機械学習をしっかり紹介するには数学の知識や数式を避けては通れません。どうしても必要とする前提知識は多くなってしまいます。
中でも線形代数(行列)と解析(微積分) は必須です。これらは本連載では説明しませんので、必要に応じて書籍などで別途勉強してください。参考になりそうなページを紹介します。
数学の書籍も数多くありますが、読みやすいものが良ければ以下の2冊がよいかもしれません。
- 『プログラミングのための線形代数』(オーム社)
- 『プログラミングのための確率統計』(オーム社)
線形代数は行列式、固有値まで知っていればひとまず安心です。解析は偏微分が分かれば大丈夫でしょう。

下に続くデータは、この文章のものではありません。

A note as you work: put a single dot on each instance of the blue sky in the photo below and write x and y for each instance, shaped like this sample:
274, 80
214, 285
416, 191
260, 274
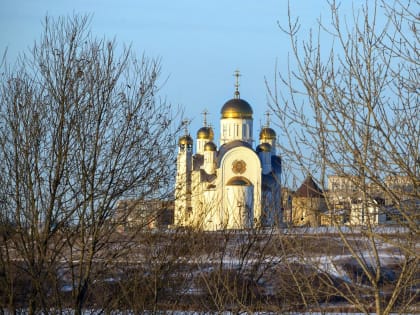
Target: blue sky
201, 43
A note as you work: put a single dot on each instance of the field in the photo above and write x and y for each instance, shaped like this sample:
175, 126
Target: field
266, 271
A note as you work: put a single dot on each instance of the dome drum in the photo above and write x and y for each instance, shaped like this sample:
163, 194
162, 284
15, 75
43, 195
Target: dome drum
205, 133
185, 140
237, 108
210, 146
264, 147
267, 134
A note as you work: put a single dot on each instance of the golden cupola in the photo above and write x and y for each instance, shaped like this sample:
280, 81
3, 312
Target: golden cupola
205, 132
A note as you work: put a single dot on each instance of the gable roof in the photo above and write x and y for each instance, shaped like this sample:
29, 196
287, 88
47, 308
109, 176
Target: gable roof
309, 189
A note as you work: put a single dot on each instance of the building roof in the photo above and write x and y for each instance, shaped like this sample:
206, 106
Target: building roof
237, 108
309, 189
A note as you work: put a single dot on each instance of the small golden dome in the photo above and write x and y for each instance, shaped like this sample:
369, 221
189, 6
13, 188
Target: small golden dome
205, 133
267, 134
237, 108
264, 147
185, 140
210, 146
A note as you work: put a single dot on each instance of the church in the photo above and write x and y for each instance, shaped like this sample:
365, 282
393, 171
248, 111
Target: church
233, 185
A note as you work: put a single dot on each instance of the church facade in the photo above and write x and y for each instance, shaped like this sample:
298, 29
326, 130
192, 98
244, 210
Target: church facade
233, 186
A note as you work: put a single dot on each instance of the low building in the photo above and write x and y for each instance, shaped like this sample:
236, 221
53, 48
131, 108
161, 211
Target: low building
144, 214
308, 204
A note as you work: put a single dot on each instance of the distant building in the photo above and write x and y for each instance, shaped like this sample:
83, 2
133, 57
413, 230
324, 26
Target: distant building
144, 214
233, 186
308, 204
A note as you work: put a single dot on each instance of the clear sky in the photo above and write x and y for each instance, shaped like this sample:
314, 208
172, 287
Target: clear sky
201, 43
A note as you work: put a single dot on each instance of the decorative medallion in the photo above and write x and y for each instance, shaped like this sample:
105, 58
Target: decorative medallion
238, 167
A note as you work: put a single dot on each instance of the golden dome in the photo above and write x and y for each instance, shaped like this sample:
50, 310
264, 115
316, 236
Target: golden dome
267, 134
210, 146
264, 147
205, 133
185, 140
237, 108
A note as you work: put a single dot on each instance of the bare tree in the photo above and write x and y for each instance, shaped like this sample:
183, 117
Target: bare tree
81, 127
351, 109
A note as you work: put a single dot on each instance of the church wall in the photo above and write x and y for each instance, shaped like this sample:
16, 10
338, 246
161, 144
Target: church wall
251, 172
238, 212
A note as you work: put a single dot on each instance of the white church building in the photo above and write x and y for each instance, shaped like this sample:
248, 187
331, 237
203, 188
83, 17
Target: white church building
233, 186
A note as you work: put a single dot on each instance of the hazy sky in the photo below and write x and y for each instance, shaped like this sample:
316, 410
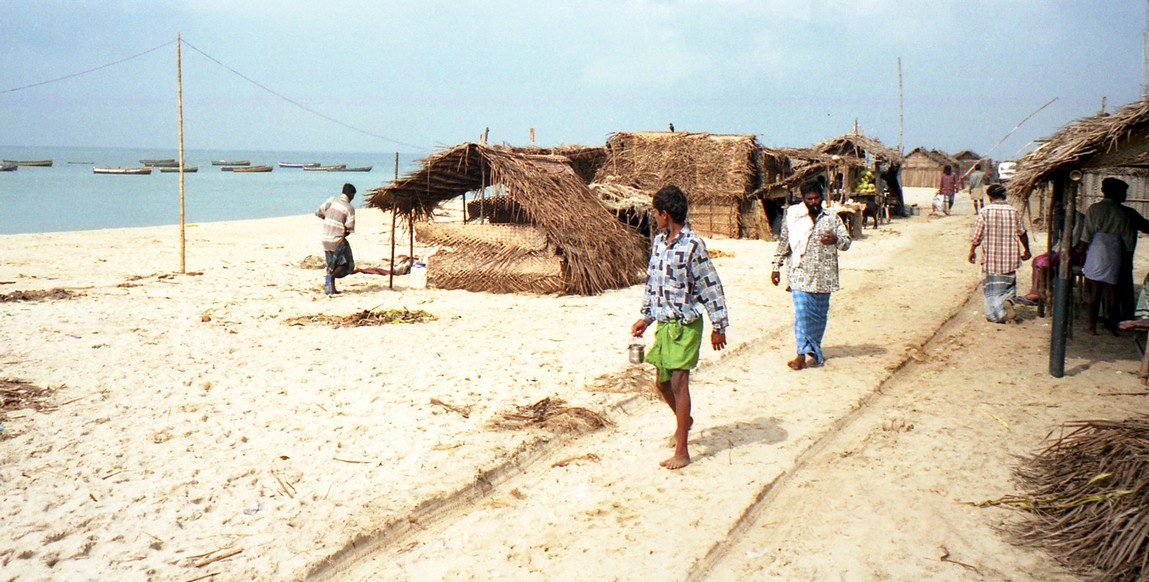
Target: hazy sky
416, 76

そして確率統計をとてもよく使います。こちらは連載の第2回で必要な範囲のおさらいをしますので、高校2年生レベルの確率(期待値、分散、標準偏差など)が分かっていればOKです。
機械学習の流れ
今回は連載の第1回なので、もう少し機械学習の全体的なお話、機械学習はどのような流れで行われるのか、という基本的な構成について紹介します。次回から始める具体的な内容も、この基本構成の中に位置づけて考えると、その役割が分かりやすくなるでしょう。
機械学習でもっとも重要なことは、「解決したい問題を数値化する方法」です。これを「モデル」と言います。「モデル」があって初めてコンピュータが問題を解く(判断する)ことができる状態になります。そして、問題を解く精度や性能は、この「モデル」の良し悪しで大部分決まってしまいます。
「問題を数値化する方法なんていくらでもありそうだけど?」という疑問を持たれるかもしれません。実際、自然言語処理・パターン認識・人工知能などの分野ごとに、問題を解くのにより適した「モデル」やその派生が毎年提案されて続けていて、「モデル」の流行り廃りもあったりします。毎年新しい携帯電話のモデルが出るような感じでしょうか。
機械学習を研究するのではなく、使いたい私達は、そういった「モデル」の中で評価の定まったものを利用させてもらうことにしましょう(新しい「モデル」に飛び付くのもかまいませんが、最新「モデル」はとても難しいです……)。
さて、これらの「モデル」はみなパラメータを持っていて、パラメータを決めることで適切な判断ができるようになります。このパラメータをデータから決める処理を「学習」や「推論」と言います。
パラメータの数や種類は「モデル」によって様々です。パラメータが多い「モデル」は表現力が高い(≒問題をより精密に数値化できる)ので、新しい「モデル」ほどパラメータが多い傾向にあります。
もちろん、パラメータが多いほど「学習」は難しくなりますので、多ければいいというわけでもありません。「学習」ではデータから効率よくパラメータを決める必要があります。そのパラメータを決めるなどの具体的な処理の手順が「アルゴリズム」です。
ちなみに、特にこのパラメータを決める「アルゴリズム」や処理の一部を指して「最適化」と呼ぶこともあります(プログラミングの「最適化」とは違います)。
「モデル」「学習」「アルゴリズム」を、それぞれのものとして紹介しましたが、実際には「モデル」を決めた時点で「アルゴリズム」なども使えるものが決まってしまい、それらは不可分なことが多いです。
そのため、よい「モデル」の一番の条件は、よい「アルゴリズム」があることになります。この「モデル」は人間の判断力に匹敵する精度を誇りますが、パラメータの学習に10年かかります、では意味がないですからね。
機械学習をはじめよう!
今回は概説的なお話でしたが、次回はいよいよ具体的な内容、機械学習に必要な確率の解説をします。
AI(人工知能)という言葉が生まれて、まだ50年と少し。機械学習はその人工知能の関連分野として体系化が始まった、若くて熱い分野です。しかしながら、機械学習はまだまだマイナーな技術です。
ここ5年10年の間に幅広い分野で適応が始まったという話をしました。これはコンピュータの処理能力の向上に負う部分も多いですが、実は「今まで知らなかった」「誰も使えるとは考えてなかった」という単純極まりない理由も少なくありません。
特にデータが増えるほど、コンピュータが速くなるほど、機械学習に有利な状況になっていきます。それでもまだ「知らなかった」「考えてなかった」と言っていて大丈夫でしょうか。
機械学習とインターネットとの距離はとても近いのです。この連載で、広く機械学習を知ってもらい、本格的に学ぼうと思うきっかけになれば幸いです。あなたも機械学習をはじめまてみませんか?